A submission to, and eventual complicity with racism normalized a dynamic that should not exist. To grow up believing we needed to be O.K. with racism in order to have a seat at the table is not O.K.. To internalize racism at such a young age, in retrospect, warped my sense of normality. As a victim of a hit-and-run incident as a young teenager, I actually questioned if my mom was in the wrong when the driver got out of his car, slammed his fists on our window and screamed at my mother, “You dumbass motherf-cking ch-nk!” I’m Korean, by the way.
Can you imagine wanting to apologize to your abuser? This is how confusing and convoluted growing up AAPI can be.

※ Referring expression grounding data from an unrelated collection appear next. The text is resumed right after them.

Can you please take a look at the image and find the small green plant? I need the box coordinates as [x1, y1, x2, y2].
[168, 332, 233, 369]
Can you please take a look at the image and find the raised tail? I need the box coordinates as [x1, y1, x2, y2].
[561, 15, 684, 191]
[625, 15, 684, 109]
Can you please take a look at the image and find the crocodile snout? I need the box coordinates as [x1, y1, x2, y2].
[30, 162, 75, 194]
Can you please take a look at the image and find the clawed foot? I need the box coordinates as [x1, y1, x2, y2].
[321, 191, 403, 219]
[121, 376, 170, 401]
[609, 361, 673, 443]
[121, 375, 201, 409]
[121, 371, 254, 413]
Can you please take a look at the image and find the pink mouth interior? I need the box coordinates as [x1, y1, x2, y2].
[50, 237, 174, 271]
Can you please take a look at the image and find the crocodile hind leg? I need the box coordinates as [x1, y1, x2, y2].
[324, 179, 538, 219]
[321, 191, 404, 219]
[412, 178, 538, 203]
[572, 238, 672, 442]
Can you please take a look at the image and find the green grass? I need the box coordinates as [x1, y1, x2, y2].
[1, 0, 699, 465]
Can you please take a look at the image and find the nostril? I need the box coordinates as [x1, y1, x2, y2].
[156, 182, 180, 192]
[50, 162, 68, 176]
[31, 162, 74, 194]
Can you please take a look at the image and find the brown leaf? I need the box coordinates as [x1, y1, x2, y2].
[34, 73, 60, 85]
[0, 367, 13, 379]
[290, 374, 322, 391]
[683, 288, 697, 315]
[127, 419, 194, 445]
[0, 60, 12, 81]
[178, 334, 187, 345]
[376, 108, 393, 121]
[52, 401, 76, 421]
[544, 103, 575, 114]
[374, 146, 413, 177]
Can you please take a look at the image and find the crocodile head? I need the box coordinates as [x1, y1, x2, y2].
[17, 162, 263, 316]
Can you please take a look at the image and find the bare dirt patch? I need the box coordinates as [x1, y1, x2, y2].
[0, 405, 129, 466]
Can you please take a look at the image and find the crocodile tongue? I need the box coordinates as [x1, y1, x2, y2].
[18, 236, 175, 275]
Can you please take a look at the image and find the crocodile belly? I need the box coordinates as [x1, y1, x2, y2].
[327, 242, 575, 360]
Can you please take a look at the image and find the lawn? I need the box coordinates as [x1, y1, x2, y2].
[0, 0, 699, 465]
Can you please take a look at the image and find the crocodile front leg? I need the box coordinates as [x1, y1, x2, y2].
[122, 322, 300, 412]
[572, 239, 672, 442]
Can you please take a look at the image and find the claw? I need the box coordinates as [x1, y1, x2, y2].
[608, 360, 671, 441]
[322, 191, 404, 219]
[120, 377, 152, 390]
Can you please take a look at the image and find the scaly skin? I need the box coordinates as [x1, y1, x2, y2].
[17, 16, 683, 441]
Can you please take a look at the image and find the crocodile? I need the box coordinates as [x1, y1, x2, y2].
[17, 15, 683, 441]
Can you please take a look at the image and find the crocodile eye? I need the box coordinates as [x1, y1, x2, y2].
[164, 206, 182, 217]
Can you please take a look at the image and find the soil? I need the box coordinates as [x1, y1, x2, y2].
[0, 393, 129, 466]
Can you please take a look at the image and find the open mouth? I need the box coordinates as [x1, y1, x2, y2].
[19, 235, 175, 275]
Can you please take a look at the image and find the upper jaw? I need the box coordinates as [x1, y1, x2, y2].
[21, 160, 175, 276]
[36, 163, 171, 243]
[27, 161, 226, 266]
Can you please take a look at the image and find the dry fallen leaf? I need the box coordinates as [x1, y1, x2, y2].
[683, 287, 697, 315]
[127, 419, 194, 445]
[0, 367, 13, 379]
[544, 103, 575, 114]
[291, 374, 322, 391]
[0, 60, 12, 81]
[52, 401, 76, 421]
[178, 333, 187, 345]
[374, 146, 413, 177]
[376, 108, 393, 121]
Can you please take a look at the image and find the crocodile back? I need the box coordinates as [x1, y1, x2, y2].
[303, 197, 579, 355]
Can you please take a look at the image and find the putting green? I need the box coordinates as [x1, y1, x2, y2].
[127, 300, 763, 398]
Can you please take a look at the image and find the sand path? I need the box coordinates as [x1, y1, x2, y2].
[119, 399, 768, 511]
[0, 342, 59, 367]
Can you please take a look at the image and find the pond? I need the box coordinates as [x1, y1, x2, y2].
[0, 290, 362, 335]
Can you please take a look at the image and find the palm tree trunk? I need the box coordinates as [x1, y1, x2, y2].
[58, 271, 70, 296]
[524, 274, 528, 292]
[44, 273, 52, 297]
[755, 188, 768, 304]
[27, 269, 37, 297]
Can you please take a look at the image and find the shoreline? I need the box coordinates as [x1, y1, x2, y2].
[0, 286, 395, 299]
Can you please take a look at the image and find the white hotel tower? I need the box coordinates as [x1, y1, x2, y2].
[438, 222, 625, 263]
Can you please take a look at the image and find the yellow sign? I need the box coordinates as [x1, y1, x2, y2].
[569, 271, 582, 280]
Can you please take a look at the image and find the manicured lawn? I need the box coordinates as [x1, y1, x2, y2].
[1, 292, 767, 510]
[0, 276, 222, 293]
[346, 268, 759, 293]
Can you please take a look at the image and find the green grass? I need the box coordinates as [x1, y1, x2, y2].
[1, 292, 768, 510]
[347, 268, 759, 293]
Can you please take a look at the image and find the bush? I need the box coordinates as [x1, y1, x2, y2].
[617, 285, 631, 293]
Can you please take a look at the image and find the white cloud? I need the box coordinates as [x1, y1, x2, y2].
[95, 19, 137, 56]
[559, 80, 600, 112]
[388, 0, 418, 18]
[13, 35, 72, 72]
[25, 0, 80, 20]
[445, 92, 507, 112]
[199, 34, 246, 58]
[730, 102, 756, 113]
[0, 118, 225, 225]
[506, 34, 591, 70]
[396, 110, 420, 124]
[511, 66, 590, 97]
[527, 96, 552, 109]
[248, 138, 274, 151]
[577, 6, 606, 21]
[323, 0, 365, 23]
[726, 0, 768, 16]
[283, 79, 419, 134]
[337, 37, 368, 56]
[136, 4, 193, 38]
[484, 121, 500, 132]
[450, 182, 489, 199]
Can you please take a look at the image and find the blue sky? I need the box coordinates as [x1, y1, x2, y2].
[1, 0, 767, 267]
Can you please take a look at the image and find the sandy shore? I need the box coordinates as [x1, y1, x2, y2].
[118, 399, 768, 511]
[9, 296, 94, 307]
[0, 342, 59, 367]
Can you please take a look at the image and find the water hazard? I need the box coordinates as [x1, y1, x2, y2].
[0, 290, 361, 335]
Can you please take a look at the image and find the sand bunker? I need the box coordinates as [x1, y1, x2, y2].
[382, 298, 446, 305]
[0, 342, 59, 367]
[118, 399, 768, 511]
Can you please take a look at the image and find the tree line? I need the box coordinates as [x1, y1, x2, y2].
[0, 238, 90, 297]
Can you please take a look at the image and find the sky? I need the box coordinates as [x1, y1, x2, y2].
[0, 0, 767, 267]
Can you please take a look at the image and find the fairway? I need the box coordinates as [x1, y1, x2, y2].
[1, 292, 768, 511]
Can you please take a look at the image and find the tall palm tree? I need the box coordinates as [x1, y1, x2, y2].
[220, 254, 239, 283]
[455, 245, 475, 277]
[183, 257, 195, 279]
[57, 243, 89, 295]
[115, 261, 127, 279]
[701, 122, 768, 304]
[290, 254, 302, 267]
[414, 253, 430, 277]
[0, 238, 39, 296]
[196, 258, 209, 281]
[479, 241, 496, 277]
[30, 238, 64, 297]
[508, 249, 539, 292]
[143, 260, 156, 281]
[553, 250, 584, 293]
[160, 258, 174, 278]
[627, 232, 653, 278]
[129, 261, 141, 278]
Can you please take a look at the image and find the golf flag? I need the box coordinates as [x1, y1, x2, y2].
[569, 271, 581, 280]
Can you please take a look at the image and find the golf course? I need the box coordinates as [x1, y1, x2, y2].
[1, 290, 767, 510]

To suggest the murders of Daoyou Feng (44), Delaina Ashley Yaun Gonzalez (33), Suncha Kim (69), Hyun Jung Grant (51), Soon Chung Park (74), Xiaojie Tan (49), Paul Andre Michels (54) and Yong Ae Yue (63) were not racially motivated is completely naive and racist in itself. To dehumanize the lives of eight individuals because someone was, as the sheriff’s department spokesman put it, “having a bad day” or to blame their actions on “sex addiction” is the height of white privilege and reveals the depth of the over-sexualization—and objectification—of an entire race’s gender. Why are women of our community the outlet for and victims of your sexual addiction? How dare you.
Everything about this is tragic and wrong. But this is the way it’s been and continues to be.
Several still ask, “Why haven’t you said anything?” Let’s be very clear: we have always been pleading for your help, perhaps more than ever over the past year. You did not listen. You did not hear us. Please hear us now because being silent now is being complicit.
So what can we do? All mass change starts small—and in this case, it means empowering and supporting our local AAPI communities and businesses; it means reevaluating the parameters and punishments for “hate crime”; it means everyone committing to the grand experiment of a United States whose own face must evolve with its rapidly changing citizenry’s.
This is in no way a comprehensive list and it will be ever-changing, but it’s a place to start.
An attack on one of us is an attack on all of us, but the good news is change can also start with one of us. Will it be you? Whether you live in Atlanta or in any city of this country, empower yourself by understanding our experience, buying from our local communities, and reinforcing our commitment to restorative justice that is not just a correction of inequality but an opportunity to grow opportunities for more.
We are hurt, exhausted, full of sorrow and angry—rightfully so. But we must continue to persevere. We must all continue to be active in creating the change that we so badly want and need for ourselves and our future generations.